Mutations specifically destabilizing the open conformation of full‐length HER2 (flHER2) result in little functional protein at the cell surface. Binding of DARPin 929 to HEK293T/17 cells transiently transfected with wild‐type HER2 or mutants (see Table I for list of mutations) was detected in flow cytometry using anti‐DARPin serum. Note that despite at least equal overall protein production (monitored by the signal from the C‐terminally fused GFP), the surface binding signal of DARPin 929 for the HER2 mutants (green, red, blue bars) is maximally about 3‐fold over background (corresponding to endogenous HER2 of HEK293 cells, as seen in non‐transfected cells, gray bars). Error bars represent 1 SD of technical triplicates. The GFP signal was recorded in a separate channel and scaled for display.

Figure 3

Models of shared helix constructs in complex with HER2 ECD. (A) Shared helix constructs (DD) are rigid fusions of two DARPins, in which the C‐terminal helix of one DARPin continues into the N‐terminal helix of a second DARPin. The length of this shared helix determines the relative orientation of the two DARPins and the overall shape of the construct, and is indicated by Hnn.
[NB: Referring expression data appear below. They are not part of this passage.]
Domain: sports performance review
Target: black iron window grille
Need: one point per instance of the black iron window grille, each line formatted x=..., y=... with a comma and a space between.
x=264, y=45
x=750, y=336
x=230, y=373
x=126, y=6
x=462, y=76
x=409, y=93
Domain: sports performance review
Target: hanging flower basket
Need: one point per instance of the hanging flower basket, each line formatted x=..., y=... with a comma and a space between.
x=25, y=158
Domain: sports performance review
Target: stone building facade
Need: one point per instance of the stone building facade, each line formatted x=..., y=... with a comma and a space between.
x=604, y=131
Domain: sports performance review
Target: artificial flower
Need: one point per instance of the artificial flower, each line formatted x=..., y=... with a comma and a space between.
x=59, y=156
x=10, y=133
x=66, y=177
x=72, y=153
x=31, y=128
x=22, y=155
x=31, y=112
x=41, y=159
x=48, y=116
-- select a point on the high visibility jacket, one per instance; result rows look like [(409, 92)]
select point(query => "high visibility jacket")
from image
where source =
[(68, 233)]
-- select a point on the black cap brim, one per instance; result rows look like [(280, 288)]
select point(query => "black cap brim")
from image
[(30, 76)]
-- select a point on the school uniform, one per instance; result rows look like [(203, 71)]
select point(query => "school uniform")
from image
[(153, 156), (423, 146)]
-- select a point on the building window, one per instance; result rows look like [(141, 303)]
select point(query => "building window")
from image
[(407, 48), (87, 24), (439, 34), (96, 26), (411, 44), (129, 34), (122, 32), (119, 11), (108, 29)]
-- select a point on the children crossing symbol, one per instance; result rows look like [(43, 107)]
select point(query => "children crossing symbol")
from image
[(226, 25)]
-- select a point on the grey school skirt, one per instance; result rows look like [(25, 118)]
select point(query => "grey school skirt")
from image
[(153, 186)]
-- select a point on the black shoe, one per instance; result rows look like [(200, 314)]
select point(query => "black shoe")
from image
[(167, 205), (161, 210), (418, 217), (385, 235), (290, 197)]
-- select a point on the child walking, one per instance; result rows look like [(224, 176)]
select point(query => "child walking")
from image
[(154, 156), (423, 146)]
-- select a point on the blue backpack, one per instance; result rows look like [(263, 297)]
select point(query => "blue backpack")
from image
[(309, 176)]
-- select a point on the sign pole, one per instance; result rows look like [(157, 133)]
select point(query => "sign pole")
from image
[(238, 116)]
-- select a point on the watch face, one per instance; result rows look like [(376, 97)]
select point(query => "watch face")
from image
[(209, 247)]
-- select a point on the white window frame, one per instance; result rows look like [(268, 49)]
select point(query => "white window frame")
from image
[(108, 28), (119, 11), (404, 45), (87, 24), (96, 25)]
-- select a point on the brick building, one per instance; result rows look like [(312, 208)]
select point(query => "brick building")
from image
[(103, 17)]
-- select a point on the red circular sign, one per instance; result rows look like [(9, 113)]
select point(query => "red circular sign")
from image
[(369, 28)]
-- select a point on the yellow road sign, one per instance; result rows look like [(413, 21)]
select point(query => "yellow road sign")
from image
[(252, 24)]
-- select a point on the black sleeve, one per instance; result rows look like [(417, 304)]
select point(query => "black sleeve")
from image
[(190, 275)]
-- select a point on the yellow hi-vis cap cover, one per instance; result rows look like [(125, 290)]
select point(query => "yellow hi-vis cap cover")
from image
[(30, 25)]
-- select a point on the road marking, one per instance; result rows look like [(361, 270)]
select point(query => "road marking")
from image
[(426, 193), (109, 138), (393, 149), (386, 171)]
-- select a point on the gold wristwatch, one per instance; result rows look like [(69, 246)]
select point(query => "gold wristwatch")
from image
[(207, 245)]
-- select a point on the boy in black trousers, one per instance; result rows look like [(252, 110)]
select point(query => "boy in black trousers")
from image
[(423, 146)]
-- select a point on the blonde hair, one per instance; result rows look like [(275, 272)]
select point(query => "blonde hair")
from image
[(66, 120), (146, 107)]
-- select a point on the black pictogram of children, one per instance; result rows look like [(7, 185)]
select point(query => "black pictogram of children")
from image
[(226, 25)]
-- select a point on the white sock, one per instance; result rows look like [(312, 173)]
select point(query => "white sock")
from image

The N‐terminal DARPin (tan or yellow) is a non‐binding DARPin (N3C), the C‐terminal DARPin 929 (orange) recognizes HER2 subdomain I. (B) Five out of nine designed DD constructs display van‐der‐Waals clashes with HER2 subdomain I (shown as red spheres), as shown for the example of N3C_H06_929. (C) Three constructs are predicted to bind to both isolated HER2_I and the full HER2 ECD without any clashes. One of these, N3C_H12_929, was used as positive control in binding experiments. (D) One construct, N3C_H09_929, is predicted to bind to the isolated HER2_I, but is prevented from binding to the full HER2 ECD in extended conformation by clashes with subdomain III. (E) A hinge motion similar to the one relating the extended to the closed conformation in EGFR would allow the HER2 ECD to escape this clash and allow N3C_H09_929 to bind. The models of the extended and of a hypothetical pseudo‐tethered HER2 ECD were aligned by a least‐squares fit of the Cα atoms of subdomain I (residues 24–212).

Figure 4

Binding experiments with the engineered conformational probe. (A) DD constructs and controls (100 nM; detection antibody background, gray; 929, red; N3C_H09_929, blue; and N3C_H12_929, green bars) binding to immobilized HER2_I or HER2 ECD in ELISA; error bars represent 1 SD of technical triplicates. (B) Binding of DD constructs and controls (100 nM; detection antibody background, gray; 929, red; N3C_H09_929, blue; and N3C_H12_929, green solid line) to live BT474 cells in flow cytometry. Bound DARPin constructs were detected using rabbit anti‐DARPin serum and fluorescently labeled secondary antibody.